Investigation on AC corrosion of aluminum alloy sacrificial anode in the artificial simulated seawater environment

Abstract

The alternating current (AC) density induced by submarine cables, which are parallel to submarine pipelines, has nonnegligible effects on the sacrificial anode system of submarine pipeline. The objective of this work is to clarify the AC corrosion of aluminum alloy sacrificial anode. The weight loss tests show that the corrosion rate of aluminum alloy increases with the increase in AC density, whereas the corrosion pits are obvious and dense. The calculated AC current efficiency for aluminum alloy is obviously higher than that for carbon steel under the same condition.

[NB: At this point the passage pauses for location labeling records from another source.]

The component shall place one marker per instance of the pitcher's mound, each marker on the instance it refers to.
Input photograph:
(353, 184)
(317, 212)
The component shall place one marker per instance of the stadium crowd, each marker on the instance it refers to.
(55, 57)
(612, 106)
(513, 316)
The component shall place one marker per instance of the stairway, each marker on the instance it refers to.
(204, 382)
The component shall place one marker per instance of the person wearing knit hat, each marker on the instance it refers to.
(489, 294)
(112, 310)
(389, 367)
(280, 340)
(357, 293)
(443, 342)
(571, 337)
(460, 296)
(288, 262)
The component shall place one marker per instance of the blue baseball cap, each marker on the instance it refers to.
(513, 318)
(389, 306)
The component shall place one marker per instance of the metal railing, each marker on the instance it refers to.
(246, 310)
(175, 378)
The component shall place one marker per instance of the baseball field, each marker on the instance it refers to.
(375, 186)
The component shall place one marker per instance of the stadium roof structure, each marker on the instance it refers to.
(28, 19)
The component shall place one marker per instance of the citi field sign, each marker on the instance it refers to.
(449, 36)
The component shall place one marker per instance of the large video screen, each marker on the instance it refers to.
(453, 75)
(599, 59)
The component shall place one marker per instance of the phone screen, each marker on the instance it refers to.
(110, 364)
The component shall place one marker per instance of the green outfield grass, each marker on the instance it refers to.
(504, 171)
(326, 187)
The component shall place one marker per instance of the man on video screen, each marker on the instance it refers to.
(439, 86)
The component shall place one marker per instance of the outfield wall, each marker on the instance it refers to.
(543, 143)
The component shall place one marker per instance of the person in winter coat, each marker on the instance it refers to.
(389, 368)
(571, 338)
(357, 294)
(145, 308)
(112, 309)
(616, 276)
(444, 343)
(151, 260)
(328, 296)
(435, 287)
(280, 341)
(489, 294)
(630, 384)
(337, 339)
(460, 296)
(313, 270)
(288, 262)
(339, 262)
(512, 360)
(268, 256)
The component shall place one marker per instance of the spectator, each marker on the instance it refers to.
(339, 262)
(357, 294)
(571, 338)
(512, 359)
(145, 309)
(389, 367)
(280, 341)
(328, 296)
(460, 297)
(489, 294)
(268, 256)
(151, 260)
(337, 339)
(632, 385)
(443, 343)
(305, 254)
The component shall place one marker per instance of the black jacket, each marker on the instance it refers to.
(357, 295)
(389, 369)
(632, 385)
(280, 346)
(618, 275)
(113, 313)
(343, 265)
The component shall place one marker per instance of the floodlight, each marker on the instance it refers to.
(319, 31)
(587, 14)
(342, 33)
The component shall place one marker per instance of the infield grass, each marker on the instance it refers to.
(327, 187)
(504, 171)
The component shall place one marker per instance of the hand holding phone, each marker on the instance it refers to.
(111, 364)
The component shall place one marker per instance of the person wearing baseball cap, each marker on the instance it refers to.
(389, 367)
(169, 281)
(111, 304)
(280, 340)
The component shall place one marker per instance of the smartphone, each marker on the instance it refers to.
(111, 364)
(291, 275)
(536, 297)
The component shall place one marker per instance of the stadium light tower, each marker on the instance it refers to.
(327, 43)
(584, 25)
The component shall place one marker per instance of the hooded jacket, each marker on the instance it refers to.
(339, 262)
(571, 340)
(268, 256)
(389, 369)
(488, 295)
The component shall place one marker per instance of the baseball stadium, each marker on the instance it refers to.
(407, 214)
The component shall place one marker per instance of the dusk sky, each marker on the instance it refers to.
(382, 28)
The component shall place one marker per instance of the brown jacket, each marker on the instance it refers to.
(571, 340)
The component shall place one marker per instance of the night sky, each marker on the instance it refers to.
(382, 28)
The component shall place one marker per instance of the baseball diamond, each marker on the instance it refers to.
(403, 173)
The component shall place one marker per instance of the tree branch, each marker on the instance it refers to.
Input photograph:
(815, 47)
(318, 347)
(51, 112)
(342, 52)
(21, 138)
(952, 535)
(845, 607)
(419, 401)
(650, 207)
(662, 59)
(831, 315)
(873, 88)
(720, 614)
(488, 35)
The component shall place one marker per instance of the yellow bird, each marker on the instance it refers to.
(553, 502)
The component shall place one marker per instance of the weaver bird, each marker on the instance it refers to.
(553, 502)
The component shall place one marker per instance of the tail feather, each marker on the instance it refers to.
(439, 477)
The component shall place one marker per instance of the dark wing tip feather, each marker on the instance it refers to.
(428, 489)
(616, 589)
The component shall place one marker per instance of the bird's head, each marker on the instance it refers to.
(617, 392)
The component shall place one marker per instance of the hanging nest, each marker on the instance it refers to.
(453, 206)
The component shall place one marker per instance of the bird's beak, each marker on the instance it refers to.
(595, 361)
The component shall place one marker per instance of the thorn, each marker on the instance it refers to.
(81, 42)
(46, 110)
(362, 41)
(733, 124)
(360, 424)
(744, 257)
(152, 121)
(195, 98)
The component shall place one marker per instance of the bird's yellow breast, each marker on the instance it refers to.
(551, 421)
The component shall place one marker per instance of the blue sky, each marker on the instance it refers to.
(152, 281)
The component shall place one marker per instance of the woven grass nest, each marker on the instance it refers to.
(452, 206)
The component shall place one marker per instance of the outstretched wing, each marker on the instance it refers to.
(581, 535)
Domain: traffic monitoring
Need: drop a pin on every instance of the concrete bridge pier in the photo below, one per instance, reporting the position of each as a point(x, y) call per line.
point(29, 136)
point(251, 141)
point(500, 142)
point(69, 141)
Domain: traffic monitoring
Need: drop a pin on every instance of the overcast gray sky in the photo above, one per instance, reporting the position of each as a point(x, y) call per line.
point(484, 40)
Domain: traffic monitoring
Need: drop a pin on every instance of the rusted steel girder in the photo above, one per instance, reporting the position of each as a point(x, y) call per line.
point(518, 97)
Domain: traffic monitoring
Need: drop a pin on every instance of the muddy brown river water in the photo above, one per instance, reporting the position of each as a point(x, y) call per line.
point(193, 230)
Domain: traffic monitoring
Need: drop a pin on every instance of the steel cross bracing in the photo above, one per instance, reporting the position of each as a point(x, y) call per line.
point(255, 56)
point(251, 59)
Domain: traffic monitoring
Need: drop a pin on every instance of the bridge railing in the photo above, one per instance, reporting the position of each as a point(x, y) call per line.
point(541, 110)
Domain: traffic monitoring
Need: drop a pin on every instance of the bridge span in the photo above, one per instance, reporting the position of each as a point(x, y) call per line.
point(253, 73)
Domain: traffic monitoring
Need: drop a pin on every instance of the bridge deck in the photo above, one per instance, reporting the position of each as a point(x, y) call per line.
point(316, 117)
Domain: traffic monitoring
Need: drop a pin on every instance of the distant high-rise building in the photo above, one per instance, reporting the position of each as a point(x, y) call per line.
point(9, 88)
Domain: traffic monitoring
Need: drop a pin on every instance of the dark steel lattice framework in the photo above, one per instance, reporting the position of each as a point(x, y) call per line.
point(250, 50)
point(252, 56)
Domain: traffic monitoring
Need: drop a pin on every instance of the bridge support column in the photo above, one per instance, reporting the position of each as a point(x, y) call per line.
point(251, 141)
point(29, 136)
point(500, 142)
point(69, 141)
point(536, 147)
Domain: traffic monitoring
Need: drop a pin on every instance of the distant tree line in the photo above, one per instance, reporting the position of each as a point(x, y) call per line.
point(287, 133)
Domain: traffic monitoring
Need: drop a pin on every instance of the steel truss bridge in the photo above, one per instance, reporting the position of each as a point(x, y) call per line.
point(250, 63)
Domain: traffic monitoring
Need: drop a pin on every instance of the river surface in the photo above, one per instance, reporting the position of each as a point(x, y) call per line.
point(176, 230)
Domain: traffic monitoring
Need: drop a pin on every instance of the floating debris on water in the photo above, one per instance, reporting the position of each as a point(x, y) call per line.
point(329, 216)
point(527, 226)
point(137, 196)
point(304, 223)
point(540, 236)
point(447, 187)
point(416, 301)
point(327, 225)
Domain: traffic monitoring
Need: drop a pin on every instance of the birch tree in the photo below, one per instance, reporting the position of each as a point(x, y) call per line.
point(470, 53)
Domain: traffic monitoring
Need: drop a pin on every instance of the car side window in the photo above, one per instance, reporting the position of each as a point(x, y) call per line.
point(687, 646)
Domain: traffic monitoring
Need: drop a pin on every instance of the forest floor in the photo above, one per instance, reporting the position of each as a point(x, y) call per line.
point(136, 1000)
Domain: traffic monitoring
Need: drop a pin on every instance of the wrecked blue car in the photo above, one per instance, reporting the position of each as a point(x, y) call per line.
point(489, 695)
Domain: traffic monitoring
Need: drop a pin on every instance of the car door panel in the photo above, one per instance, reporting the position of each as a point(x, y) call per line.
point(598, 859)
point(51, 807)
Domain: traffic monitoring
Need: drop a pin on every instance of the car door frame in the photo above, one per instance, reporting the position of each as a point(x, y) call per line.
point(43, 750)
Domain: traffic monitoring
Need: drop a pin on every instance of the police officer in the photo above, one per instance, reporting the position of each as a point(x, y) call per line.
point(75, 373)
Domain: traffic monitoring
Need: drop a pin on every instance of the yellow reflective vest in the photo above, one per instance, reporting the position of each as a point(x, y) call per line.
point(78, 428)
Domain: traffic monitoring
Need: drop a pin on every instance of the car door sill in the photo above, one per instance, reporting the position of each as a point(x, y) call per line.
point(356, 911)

The analyses of polarization characteristics and local environment reveal that the activity of aluminum alloy increases under the combined action of alloying elements and AC interference. Furthermore, the surface characteristics verify that Al and the alloying elements (Zn or In) in the solid solution with aluminum are oxidized during the anodic half cycles of AC density. And the alkaline environment created by the cathodic reaction in the cathodic half cycles is beneficial to the dissolution of aluminum alloy. In the condition of high AC density, the vigorous gas evolution is observed on coupon surface, resulting in the formation of larger corrosion pits due to the intrinsic effects of the adsorbed hydrogen and hydrogen bubbles. These results provide a guidance to understand the mechanism of AC corrosion for aluminum alloy exposed to artificial simulated seawater environment.